Bölge İdare Mahkemesi kararının özeti: Davalı idarece asıl borçlu şirket hakkında yapılan mal varlığı araştırmasında tespit edilen şirket adına tescilli iki adet araç satılarak kamu alacağının tamamen veya kısmen karşılanmadığı hususunun açıklığa kavuşturulmasından sonra şirketin kanuni temsilcisi sıfatıyla davacının takibi gerekirken, bu yapılmaksızın davacı adına düzenlenen ödeme emrinin 2010/Haziran, Temmuz, Ekim ila Aralık ve 2011/Ocak, Şubat dönemlerine ilişkin katma değer vergileri ve vergi ziyaı cezaları ile vergiler üzerinden hesaplanan gecikme faizlerine isabet eden kısmında hukuka uygunluk bulunmadığı gerekçesiyle davacının istinaf başvurusunun kabulüne, vergi mahkemesi kararının davanın kısmen reddi yolundaki kısmının kaldırılmasına, davanın kısmen kabulü ile ödeme emrinin 2010/Haziran, Temmuz, Ekim ila Aralık ve 2011/Ocak, Şubat dönemlerine ilişkin katma değer vergileri ve vergi ziyaı cezaları ile vergiler üzerinden hesaplanan gecikme faizlerine ilişkin kısmının iptaline karar verilmiştir.
TEMYİZ EDENİN İDDİALARI:Şirket hakkında yapılan mal varlığı araştırması sonucunda şirkete ait 2 adet araç olduğunun tespit edildiği, başkaca bir mal varlığının bulunmadığı, araçlar satılsa dahi, şirketin vergi borcunun 1.583.884,37-TL olması sebebiyle kamu alacağının asıl borçlu şirketten tahsil edilemeyeceğinin açık olduğu iddialarıyla kararın bozulması istenilmektedir.
KARŞI TARAFIN SAVUNMASI: Savunma verilmemiştir.

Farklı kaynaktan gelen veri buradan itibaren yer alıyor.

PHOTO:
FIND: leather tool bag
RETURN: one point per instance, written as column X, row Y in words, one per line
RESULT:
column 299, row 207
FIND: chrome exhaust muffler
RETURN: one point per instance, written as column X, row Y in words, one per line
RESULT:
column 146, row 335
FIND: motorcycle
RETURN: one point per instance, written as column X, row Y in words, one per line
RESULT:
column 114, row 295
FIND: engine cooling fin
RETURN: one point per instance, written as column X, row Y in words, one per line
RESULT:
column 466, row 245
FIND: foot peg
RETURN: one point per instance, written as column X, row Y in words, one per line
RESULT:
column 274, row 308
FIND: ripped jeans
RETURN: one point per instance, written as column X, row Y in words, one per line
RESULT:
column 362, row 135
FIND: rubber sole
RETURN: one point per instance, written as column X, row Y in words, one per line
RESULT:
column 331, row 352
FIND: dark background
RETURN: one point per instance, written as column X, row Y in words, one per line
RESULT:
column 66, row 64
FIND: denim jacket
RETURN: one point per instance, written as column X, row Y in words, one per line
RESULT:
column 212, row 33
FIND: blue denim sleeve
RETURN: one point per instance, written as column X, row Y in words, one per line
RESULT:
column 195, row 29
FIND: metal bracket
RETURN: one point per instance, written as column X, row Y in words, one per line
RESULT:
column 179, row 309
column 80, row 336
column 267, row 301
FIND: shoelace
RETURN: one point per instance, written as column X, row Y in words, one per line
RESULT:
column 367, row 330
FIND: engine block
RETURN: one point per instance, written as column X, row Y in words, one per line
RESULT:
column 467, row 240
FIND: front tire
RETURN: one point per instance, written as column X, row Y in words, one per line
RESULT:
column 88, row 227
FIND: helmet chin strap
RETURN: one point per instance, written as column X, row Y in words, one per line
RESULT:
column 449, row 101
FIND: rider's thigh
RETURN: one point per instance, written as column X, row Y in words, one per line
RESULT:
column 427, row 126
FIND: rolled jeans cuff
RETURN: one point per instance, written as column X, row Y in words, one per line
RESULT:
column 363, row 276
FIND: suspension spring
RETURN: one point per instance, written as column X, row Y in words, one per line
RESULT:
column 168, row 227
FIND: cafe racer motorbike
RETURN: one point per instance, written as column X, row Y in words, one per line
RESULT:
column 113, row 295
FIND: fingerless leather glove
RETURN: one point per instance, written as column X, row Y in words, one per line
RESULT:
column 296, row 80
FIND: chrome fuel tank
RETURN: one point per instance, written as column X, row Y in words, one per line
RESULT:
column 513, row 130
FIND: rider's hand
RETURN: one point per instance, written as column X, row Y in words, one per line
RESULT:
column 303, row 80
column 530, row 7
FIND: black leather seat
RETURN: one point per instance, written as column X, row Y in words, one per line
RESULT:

DANIŞTAY TETKİK HÂKİMİ …'İN DÜŞÜNCESİ: Daire kararında belirtilen gerekçe ile Bölge İdare Mahkemesi kararının bozulması gerektiği düşünülmektedir.
TÜRK MİLLETİ ADINA
Karar veren Danıştay Dokuzuncu Dairesince, Tetkik Hâkiminin açıklamaları dinlendikten ve dosyadaki belgeler incelendikten sonra gereği görüşüldü:
İNCELEME VE GEREKÇE:
MADDİ OLAY:
… Nakliyat Madeni Yağlar Gıda Turizm İth. İhr. San. ve Tic. Ltd. Şti'ne ait 2010/Haziran, Temmuz, Ekim ila Aralık ve 2011/Ocak, Şubat dönemlerine ait katma değer vergisi, vergi ziyaı cezası ve vergiler üzerinden hesaplanan gecikme faizleri ile yargı harcının tahsili amacıyla kanuni temsilcisi sıfatıyla davacı adına düzenlenen … tarih ve … sayılı ödeme emrinin iptali istenilmektedir.
İLGİLİ MEVZUAT:
213 sayılı Vergi Usul Kanunu'nun 10. maddesinde, tüzel kişilerle küçüklerin ve kısıtlıların, vakıflar ve cemaatler gibi tüzelkişiliği olmayan teşekküllerin mükellef veya vergi sorumlusu olmaları hâlinde bunlara düşen ödevlerin kanuni temsilcileri, tüzelkişiliği olmayan teşekkülleri idare edenler ve varsa bunların temsilcileri tarafından yerine getirileceği; yukarıda yazılı olanların bu ödevleri yerine getirmemeleri yüzünden mükelleflerin veya vergi sorumlularının varlığından tamamen veya kısmen alınamayan vergi ve buna bağlı alacakların, kanuni ödevleri yerine getirmeyenlerin varlıklarından alınacağı hüküm altına alınmıştır.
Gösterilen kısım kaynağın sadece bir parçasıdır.